Iceland, the world’s tiniest developed economy, is now pondering whether it has the might to take on the currency markets.
The center-right coalition that took office this month wants an overhaul of Iceland’s monetary policy framework, which could lead to fixing the currency or letting it trade within a band, Finance Minister Benedikt Johannesson, 61, said. The review could also lead to a less intrusive move, namely continuing the current managed intervention. It could also result in the most drastic action of all, abandoning the krona for another currency, he said.
The abundance of options is possible thanks to Iceland’s stockpile of foreign currency reserves, equivalent to about 36 percent of GDP, the finance minister said. But fixing a currency doesn’t come without risks and has bedeviled bigger nations than Iceland, most recently Switzerland.
The krona was little changed
at 120.4 per euro as of 8 a.m. local time. Johannesson, a former publishing executive who took over as finance minister this month, says the government’s priority is to gain control of the currency, even as concern grows the economy is overheating.

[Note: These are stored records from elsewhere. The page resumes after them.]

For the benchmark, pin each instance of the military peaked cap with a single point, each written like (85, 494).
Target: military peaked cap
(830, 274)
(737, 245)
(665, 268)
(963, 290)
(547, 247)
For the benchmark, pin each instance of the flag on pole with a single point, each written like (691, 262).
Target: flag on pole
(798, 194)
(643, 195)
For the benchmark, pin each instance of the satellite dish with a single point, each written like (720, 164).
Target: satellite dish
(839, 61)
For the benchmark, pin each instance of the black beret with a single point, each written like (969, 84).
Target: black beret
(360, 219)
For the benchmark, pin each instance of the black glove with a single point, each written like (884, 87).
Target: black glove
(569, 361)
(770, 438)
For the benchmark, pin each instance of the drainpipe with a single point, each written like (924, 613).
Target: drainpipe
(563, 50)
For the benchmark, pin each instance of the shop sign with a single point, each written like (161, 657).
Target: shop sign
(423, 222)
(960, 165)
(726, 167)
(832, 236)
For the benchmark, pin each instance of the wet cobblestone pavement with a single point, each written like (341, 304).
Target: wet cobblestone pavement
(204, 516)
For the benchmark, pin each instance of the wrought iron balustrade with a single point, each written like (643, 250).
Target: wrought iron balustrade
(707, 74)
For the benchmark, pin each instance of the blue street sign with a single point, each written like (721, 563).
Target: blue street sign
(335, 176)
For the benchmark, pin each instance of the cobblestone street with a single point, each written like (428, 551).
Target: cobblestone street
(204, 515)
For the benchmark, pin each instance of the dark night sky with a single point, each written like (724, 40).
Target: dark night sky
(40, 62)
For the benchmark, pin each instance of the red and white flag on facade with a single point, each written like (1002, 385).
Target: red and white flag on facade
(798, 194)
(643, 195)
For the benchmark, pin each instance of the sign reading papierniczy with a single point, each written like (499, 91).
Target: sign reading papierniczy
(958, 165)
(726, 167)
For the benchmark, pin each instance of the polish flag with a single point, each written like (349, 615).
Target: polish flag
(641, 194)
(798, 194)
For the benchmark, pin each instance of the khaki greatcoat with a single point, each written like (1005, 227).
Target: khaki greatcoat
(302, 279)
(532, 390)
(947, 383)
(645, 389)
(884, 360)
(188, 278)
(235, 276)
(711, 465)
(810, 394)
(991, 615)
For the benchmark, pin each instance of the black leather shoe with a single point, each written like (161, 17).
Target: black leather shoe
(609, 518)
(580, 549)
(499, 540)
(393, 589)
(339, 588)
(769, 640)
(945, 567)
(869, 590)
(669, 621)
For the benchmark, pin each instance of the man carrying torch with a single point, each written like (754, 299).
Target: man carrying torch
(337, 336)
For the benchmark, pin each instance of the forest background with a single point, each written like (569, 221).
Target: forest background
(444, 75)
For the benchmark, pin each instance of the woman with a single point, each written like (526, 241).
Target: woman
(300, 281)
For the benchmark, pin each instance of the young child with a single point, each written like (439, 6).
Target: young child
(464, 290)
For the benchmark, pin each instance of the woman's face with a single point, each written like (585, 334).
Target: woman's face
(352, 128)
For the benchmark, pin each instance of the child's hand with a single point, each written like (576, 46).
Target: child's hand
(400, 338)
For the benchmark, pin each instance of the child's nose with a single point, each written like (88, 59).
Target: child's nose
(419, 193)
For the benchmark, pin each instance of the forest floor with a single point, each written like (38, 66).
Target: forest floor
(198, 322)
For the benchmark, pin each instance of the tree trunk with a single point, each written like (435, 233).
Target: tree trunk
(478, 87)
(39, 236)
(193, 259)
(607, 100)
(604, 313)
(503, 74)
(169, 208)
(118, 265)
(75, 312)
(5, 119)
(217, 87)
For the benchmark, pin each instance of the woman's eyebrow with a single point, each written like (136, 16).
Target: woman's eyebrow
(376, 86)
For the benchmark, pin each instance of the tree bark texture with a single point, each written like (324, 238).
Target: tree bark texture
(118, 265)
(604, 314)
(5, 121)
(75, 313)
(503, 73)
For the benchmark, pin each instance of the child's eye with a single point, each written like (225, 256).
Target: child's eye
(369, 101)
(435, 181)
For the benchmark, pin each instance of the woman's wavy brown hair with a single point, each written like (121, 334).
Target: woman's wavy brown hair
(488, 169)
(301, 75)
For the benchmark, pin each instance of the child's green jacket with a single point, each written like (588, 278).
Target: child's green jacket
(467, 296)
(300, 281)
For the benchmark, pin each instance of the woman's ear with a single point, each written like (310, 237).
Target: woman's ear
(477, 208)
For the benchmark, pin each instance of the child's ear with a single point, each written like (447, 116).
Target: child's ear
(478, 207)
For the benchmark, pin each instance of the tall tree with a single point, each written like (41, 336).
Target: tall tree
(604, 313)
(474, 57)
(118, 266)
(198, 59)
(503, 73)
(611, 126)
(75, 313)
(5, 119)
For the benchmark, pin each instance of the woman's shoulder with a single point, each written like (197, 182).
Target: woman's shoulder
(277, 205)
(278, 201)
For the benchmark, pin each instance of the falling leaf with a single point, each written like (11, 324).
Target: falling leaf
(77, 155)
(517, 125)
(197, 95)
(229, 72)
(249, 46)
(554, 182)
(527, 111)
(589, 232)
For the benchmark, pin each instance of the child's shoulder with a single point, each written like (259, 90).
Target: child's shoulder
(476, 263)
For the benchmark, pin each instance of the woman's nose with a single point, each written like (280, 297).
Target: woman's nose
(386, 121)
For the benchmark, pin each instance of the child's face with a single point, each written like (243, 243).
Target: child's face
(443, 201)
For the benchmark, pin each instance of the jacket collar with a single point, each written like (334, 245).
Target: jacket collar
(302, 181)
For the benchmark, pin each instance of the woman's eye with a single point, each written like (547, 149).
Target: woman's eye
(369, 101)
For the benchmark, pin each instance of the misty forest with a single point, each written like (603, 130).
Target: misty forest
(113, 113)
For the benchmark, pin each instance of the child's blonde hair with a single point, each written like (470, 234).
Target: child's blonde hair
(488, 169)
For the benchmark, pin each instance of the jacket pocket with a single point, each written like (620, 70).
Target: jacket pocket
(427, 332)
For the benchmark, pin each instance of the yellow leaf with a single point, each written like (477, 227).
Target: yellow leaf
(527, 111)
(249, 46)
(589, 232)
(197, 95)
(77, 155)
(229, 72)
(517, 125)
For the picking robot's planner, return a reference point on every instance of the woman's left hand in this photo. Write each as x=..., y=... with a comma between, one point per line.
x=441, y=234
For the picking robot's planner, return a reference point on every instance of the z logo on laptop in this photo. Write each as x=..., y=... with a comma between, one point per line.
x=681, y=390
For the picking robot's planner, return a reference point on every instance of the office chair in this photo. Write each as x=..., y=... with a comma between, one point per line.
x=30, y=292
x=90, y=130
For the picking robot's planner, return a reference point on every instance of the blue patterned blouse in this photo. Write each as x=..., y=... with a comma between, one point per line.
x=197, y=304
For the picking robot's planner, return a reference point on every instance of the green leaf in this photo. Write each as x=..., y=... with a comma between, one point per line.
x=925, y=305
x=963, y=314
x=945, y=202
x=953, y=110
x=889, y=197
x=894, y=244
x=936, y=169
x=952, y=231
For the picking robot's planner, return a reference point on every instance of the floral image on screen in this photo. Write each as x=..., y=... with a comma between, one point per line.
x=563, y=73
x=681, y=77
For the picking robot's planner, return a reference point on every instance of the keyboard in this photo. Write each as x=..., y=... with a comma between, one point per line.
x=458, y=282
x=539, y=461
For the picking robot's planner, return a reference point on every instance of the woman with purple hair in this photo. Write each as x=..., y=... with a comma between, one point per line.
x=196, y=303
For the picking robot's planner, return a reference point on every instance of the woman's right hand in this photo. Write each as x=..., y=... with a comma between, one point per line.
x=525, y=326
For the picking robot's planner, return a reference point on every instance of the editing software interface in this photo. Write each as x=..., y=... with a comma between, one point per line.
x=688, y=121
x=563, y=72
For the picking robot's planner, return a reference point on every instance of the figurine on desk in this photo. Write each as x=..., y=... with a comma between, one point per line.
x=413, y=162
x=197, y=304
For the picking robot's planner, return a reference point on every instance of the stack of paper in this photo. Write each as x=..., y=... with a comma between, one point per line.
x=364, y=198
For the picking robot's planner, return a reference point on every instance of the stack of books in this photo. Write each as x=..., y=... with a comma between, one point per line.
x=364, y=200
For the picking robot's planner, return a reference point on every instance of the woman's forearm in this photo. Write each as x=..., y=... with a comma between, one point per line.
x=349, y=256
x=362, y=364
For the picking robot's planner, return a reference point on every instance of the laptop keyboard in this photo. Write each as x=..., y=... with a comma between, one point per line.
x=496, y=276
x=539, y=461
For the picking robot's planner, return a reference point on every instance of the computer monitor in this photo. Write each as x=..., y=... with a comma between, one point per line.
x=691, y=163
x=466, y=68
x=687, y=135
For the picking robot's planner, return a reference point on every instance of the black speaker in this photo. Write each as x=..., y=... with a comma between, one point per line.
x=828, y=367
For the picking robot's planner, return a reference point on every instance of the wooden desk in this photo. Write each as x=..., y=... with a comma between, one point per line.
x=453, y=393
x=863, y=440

“I’m more worried about the strengthening of the krona,” he said. “The instability in the exchange rate has a dangerous impact on corporations, but also, when we have a currency that fluctuates so much, there’s a danger that interest rates need to be set higher than otherwise.”

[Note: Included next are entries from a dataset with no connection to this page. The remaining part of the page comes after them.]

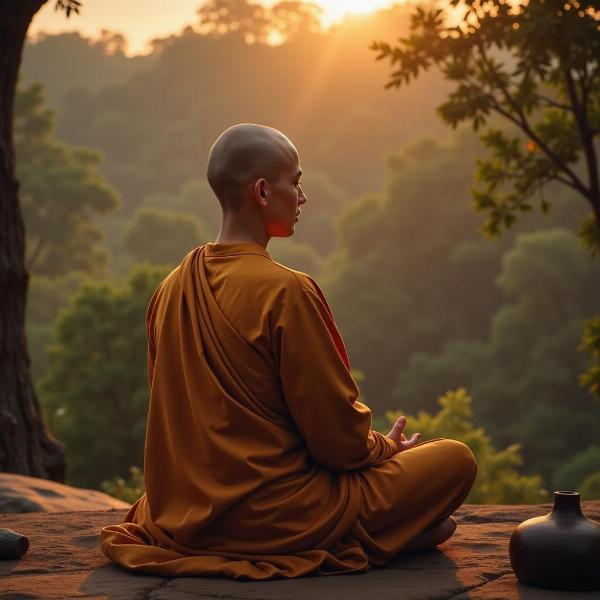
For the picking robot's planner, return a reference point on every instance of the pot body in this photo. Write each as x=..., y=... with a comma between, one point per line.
x=558, y=551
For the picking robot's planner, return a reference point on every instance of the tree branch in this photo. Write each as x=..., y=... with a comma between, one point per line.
x=523, y=123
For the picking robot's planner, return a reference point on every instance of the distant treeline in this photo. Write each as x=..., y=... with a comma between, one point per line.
x=424, y=303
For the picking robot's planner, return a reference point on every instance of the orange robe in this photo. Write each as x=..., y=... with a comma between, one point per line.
x=260, y=462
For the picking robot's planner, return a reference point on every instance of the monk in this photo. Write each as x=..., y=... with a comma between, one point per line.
x=260, y=461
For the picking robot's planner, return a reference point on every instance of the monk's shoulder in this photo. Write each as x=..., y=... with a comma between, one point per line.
x=289, y=284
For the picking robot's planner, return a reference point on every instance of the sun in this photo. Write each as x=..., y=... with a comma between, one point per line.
x=336, y=10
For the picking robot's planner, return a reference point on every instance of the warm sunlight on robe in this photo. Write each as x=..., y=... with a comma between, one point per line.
x=260, y=462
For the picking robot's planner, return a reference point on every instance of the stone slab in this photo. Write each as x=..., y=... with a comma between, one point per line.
x=64, y=562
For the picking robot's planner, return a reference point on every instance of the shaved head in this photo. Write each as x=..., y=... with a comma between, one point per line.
x=241, y=155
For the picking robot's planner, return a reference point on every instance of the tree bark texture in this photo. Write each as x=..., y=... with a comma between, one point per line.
x=26, y=446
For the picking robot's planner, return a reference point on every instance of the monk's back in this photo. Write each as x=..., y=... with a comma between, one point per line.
x=214, y=380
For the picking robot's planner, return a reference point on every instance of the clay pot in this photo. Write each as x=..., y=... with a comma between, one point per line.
x=560, y=550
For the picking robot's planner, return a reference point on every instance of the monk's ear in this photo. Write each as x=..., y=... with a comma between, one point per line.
x=261, y=190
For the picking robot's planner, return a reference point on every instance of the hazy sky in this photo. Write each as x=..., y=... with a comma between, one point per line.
x=142, y=20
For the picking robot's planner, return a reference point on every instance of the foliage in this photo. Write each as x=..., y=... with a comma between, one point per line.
x=62, y=189
x=498, y=480
x=590, y=488
x=155, y=142
x=128, y=490
x=94, y=391
x=194, y=197
x=526, y=366
x=571, y=475
x=162, y=236
x=301, y=257
x=591, y=343
x=410, y=273
x=535, y=66
x=46, y=298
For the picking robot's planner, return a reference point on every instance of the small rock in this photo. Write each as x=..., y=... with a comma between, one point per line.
x=12, y=544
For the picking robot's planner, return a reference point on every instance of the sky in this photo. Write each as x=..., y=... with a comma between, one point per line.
x=142, y=20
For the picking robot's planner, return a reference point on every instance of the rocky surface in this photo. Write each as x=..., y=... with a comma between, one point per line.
x=22, y=494
x=64, y=561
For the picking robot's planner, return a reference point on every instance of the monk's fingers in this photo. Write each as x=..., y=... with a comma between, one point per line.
x=414, y=440
x=398, y=428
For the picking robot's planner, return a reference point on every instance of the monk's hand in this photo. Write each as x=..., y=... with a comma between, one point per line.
x=397, y=434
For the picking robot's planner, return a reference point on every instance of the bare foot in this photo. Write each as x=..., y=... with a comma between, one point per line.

The krona has rallied about 30 percent against the euro from a 2013 low, driven by Iceland’s economic boom and government steps last year to dismantle capital controls in place since 2008. The appreciation reverses some of the damage done in the aftermath of Iceland’s financial collapse, which effectively gutted the currency.
Now, the country is planning to remove the last of its currency restrictions, but that probably won’t go “hand in hand” with a monetary policy shift, said Johannesson. “I think it will take longer to change the monetary policy than to remove the capital controls,” he said.
The country is much better equipped to withstand shocks now than in 2008, he said. The banks aren’t doing business abroad and their equity ratios are “much stronger.”
While Iceland’s economy is booming — GDP rose an annual 10.2 percent in the third quarter of 2016 — the central bank has warned of potential overheating and invited the government to pursue a less expansionary fiscal policy.
Johannesson said he’s aware of the risks that come with government overspending. “We’re working with the central bank and others to make sure there’s a surplus during the upswing,” he said. “There was GDP growth last year and we’re expecting considerable growth this year.”